While it may seem like a deal to pay $1,195 to rent a home for thousands a day, Martin said the price points listed on MajorEventRental.com far exceed the reality she's found in the market.
"We've talked to hundreds and hundreds of people over the last year-and-a-half preparing for the World Equestrian Games and a lot of the people from all over the world, they are very budget conscious. It's a lot of money to come to the games, and if they can't fit it in their budget, then they may opt not to come," Martin said. "I just know from our perspective what that market will bear."
And what the market is bearing, Martin said, is on the high-end between $225 and $250 per bedroom, per night.
That means a five bedroom house, if rented at $250 per bedroom per night for all 16 days of the Games, would bring in $20,000. MajorEventRental.com, however, has a modest three bedroom, 1,500 square foot home in the 40511 zip code listed at $3,000 a night, more than twice the $1,250 per night Martin has rented five bedroom "luxury" homes for. The same house can be rented for the run of the Games for $48,000, according to the site.
A scan of MajorEventRental.com's listings does show some properties in the same price range of the current market, though not quite on the same scale. One listing, for a 1990s Class-C Motorhome parked in Versailles, is asking $21,000 for the run of the games. No daily price was listed.
"It's unrealistic to expect those numbers from anybody," Martin said. "What we try to give the home owners is the real perspective of what to expect financially."
Part of the management of expectations is that Martin's company, Event Home Leasing, stopped accepting applications for home listings in early May. "We just really need to focus right now on our tenants, our guests coming in. So that's our primary focus right now."
The company had around 800 listings, and so far has booked renters for about 100 of those homes. Those 100 range from one bedroom condos to large houses, similar to what Ryan Hardesty of WEG Home Rentals has managed to rent for his clients.

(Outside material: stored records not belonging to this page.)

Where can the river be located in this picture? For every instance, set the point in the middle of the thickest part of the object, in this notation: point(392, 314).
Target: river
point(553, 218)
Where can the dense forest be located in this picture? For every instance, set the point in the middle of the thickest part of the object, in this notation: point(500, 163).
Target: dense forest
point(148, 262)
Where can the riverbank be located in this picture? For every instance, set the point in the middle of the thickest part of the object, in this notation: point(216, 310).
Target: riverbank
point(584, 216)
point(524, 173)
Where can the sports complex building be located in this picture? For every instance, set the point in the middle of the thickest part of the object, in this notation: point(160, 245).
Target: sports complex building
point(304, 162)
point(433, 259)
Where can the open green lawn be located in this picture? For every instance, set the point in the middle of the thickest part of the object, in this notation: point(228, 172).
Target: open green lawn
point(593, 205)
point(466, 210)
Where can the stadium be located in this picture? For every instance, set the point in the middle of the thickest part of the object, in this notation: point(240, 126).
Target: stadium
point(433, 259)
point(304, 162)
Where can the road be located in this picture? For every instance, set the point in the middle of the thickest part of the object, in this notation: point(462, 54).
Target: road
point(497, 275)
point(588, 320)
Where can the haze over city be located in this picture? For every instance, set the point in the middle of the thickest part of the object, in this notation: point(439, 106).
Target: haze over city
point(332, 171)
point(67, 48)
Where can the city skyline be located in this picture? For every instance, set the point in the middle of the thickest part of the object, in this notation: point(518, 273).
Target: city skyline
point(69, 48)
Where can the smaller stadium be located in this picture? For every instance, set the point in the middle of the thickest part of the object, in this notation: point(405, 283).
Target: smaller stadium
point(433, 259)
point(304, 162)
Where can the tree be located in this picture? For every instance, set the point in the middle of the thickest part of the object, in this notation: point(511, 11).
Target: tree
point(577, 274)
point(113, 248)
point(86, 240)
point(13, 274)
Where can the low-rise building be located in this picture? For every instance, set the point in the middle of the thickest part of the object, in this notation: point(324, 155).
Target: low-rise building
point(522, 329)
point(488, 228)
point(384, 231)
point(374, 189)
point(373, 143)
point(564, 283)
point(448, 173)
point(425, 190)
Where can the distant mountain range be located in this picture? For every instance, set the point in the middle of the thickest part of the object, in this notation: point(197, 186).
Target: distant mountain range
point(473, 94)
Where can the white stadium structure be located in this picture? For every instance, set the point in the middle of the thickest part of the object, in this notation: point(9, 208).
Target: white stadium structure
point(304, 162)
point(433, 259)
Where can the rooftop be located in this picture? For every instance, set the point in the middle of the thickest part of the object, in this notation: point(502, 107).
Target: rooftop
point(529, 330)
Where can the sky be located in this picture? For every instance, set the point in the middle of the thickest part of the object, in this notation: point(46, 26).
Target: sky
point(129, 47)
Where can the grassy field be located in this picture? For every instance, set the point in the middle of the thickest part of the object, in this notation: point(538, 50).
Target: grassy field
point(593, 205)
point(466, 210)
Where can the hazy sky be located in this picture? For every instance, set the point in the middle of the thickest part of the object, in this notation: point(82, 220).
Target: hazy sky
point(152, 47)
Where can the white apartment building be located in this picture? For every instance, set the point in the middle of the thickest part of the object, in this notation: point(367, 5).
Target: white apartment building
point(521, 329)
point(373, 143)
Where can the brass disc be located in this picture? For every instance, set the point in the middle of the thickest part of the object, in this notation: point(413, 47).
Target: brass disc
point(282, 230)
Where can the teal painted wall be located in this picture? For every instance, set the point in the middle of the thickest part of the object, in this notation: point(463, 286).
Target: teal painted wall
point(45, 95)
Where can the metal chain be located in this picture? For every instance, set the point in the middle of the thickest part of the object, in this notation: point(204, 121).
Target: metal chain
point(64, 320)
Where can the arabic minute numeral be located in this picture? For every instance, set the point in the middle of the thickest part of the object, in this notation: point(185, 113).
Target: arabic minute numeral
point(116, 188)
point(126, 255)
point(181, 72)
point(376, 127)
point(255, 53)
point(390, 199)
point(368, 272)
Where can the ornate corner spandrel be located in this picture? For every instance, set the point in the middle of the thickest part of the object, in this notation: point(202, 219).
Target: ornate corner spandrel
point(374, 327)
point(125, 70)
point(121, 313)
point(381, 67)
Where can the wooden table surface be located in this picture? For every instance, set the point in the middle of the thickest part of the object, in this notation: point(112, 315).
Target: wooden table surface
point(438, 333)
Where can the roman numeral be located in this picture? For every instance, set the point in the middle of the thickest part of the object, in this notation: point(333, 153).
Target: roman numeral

With a $295 listing fee and no commission, Hardesty said he's managed to rent around 25 of the 110 or so homes he has listed. "It's a fairly saturated market at this point," he said.
Homes he's successfully rented lately, he said, fall in the $500 a night range. But he too has rented everything from one bedroom condos to farms for the games.
A call to MajorEventRental.com asking about their process was not returned. The company's website boasts a "B" rating from the Central-Northern-Western-Arizona Better Business Bureau, though the BBB site states it is not an accredited company.
Both Martin and Hardesty said the original expectations of price and demand were higher than reality, as they have discovered in the process of renting homes. But they both want to make sure people that are looking to rent their homes in the last full month leading up to the games don't give away money because they have dollar signs in their eyes.
"Some people think this is going to be their silver bullet and they're going to make all of this money at the very end," Hardesty said. "They're kind of getting scammed, in my opinion."